El sacerdote se puso en pie de un salto. La parte superior de su canosa cabeza apenas llegaba a la enorme mandíbula del comerciante, pero eso no le impedía defender lo que consideraba correcto. Gath, de pie también, había dejado de ser el penitente. Los dos hombres se miraron furiosos, como siempre han hecho los hombres, inflexibles en la defensa de sus respectivas verdades.

– ¡Es usted quien me insulta a mí! -gritó Gath-. Me insulta con su increíble egocentrismo al creer que su derivada e insignificante mitología, que difiere muy poco de los miles de otras que todavía agobian a los hombres, pueda hacer otra cosa que no sea confundir sus mentes aún puras… ¿No se da cuenta de que creen en la verdad? ¿Que nunca han oído hablar de algo como la mentira? Todavía no han sido instruidos para comprender que otros tipos de mentes son capaces de pensar de un modo distinto al suyo. ¿No querrá ahorrarles esa…?

– Cumpliré con mi deber, que me ha sido impuesto por voluntad divina, señor Gath. ¡Traerles la palabra de Dios a fin de que se salven!

Cuando el misionero abrió la puerta, el viento se apoderó de ella y la batió con violencia. El padre Mark desapareció en la oscuridad y la furia de la tormenta. La puerta osciló de un lado a otro, y una rociada de gotas de lluvia irrumpió en la vivienda. Las botas de Gath dejaron huellas fangosas cuando el comerciante cerró la puerta, eliminando la visión de un Itin sentado impasible bajo la tormenta. El weskeriano se limitaba a esperar que Gath dispusiera de un momento y le confiara parte del abundante conocimiento que poseía.

Un acuerdo tácito les llevó a no mencionar nunca más aquella noche. Al cabo de unos cuantos días de soledad, empeorados por la conciencia que cada uno tenía de la proximidad del otro, se encontraron hablando sobre temas voluntariamente neutros. Gath empaquetó y almacenó sus existencias con toda lentitud, sin admitir jamás que su trabajo había finalizado y podía marcharse en cualquier momento. Disponía de una buena cantidad de interesantes drogas y plantas que se venderían a buen precio. Y no cabía duda de que los artefactos weskerianos causarían sensación en el sofisticado mercado galáctico. Antes de la llegada de Gath, los trabajos manuales de los nativos, muy limitados, consistían en tallas penosamente esculpidas en la dura madera mediante fragmentos de roca. Gath les había proporcionado herramientas y un surtido de materias primas tomadas de sus propias existencias. Nada más.
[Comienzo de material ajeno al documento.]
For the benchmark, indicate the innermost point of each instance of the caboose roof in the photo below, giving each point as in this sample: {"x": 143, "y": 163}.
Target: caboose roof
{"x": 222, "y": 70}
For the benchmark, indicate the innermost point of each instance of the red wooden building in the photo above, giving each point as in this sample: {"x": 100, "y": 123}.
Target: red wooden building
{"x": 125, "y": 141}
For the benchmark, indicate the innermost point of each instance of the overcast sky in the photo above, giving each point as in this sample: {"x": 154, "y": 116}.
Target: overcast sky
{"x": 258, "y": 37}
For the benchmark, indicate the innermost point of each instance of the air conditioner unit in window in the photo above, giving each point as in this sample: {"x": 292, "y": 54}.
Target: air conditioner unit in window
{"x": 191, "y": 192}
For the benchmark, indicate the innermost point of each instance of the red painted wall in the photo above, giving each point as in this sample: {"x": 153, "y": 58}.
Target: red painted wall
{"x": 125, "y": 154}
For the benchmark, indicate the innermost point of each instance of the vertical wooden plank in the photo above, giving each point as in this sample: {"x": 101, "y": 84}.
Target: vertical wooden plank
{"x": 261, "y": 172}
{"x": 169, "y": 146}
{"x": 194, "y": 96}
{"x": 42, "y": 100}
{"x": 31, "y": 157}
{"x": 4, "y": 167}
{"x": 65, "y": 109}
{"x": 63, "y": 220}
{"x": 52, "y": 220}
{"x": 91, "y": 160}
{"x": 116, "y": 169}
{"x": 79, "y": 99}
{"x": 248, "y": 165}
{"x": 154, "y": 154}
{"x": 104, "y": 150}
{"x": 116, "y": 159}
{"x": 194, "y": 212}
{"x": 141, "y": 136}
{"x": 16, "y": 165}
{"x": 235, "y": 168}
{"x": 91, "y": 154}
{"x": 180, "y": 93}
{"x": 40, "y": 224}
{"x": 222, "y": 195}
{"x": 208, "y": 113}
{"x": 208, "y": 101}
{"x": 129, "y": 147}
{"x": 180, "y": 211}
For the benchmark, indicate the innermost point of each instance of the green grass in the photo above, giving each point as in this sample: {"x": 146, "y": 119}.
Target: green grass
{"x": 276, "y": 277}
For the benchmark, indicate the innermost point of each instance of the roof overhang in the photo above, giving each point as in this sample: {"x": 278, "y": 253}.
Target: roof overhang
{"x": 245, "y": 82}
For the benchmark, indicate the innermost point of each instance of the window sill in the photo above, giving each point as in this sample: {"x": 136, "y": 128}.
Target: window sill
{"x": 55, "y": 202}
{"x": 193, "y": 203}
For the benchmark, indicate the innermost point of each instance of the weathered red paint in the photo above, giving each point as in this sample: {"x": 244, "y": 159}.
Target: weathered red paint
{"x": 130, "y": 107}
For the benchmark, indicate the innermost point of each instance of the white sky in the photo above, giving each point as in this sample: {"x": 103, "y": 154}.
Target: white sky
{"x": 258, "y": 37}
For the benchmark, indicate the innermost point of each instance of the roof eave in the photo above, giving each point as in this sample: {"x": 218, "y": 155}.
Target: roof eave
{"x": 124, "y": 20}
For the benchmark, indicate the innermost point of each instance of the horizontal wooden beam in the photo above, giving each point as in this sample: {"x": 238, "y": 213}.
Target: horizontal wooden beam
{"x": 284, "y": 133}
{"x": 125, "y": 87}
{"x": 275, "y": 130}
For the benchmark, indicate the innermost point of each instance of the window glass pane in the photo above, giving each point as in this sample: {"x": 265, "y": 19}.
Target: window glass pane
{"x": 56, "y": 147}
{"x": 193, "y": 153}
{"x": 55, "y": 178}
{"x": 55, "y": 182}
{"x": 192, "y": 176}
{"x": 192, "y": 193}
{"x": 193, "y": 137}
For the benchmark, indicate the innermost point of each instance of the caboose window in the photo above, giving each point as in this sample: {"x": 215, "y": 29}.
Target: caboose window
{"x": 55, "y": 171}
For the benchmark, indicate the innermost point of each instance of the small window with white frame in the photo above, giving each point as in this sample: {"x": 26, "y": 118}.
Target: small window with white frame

En pocos meses, los weskerianos no sólo aprendieron a trabajar los nuevos materiales, sino que transformaron sus diseños y formas propias en los más extraños y a la vez más bellos artefactos que el comerciante había visto en toda su vida. Le bastaría presentarlos en el mercado para suscitar una primera demanda. Ya volvería después a buscar una nueva remesa. La única compensación que deseaban los weskerianos eran libros, herramientas y conocimiento. Y Gath sabía que los nativos, gracias a sus esfuerzos, lograrían entrar en la unión galáctica.

Por lo menos, había confiado en eso. Ahora, el viento del cambio soplaba en la aldea que había crecido en torno a su nave. Gath dejó de ser el centro de atención y el punto focal de la vida comunitaria. Al comerciante no le quedaba otro remedio que sonreír al pensar en su pérdida de poder, pese a que hubiera muy poco humor en su sonrisa. Serios y atentos, los weskerianos seguían haciendo turnos obligatorios como «colectores de conocimiento», pero su antigua asimilación de hechos generales contrastaba en grado sumo con el huracán intelectual desencadenado en torno al sacerdote. Gath les había hecho trabajar antes de entregarles un simple libro o herramienta, mientras que el cura no pedía nada a cambio. Gath había intentado mostrarse progresista al ofrecer sus conocimientos, tratando a los weskerianos como a niños brillantes, pero iletrados. Quería que anduvieran antes de correr, que dominaran un tema antes de pasar al siguiente.

El padre Mark, en cambio, se limitaba a ofrecerles los beneficios del cristianismo. El único trabajo físico que les exigió fue la construcción de una iglesia, un lugar de culto y aprendizaje. De los interminables pantanos del planeta habían surgido más weskerianos, y en cuestión de días posaron el techo sobre una estructura de postes. La congregación dedicaba un pequeño periodo de tiempo todas las mañanas a levantar los muros. Luego, se precipitaban al interior para aprender las prometedoras, exhaustivas e importantísimas verdades del universo.

Gath jamás manifestó ante los weskerianos lo que opinaba acerca de su nuevo interés, sobre todo porque ellos nunca se lo preguntaron. Su sentido del honor o su orgullo le impedían aprovecharse de un oyente ansioso para exponerle sus aflicciones. Tal vez fuera distinto de tocarle el turno a Itin como «colector de conocimiento» -era el nativo más brillante del grupo-, pero su período había terminado un día después de la llegada del misionero, y Gath no volvió a hablar con él desde entonces.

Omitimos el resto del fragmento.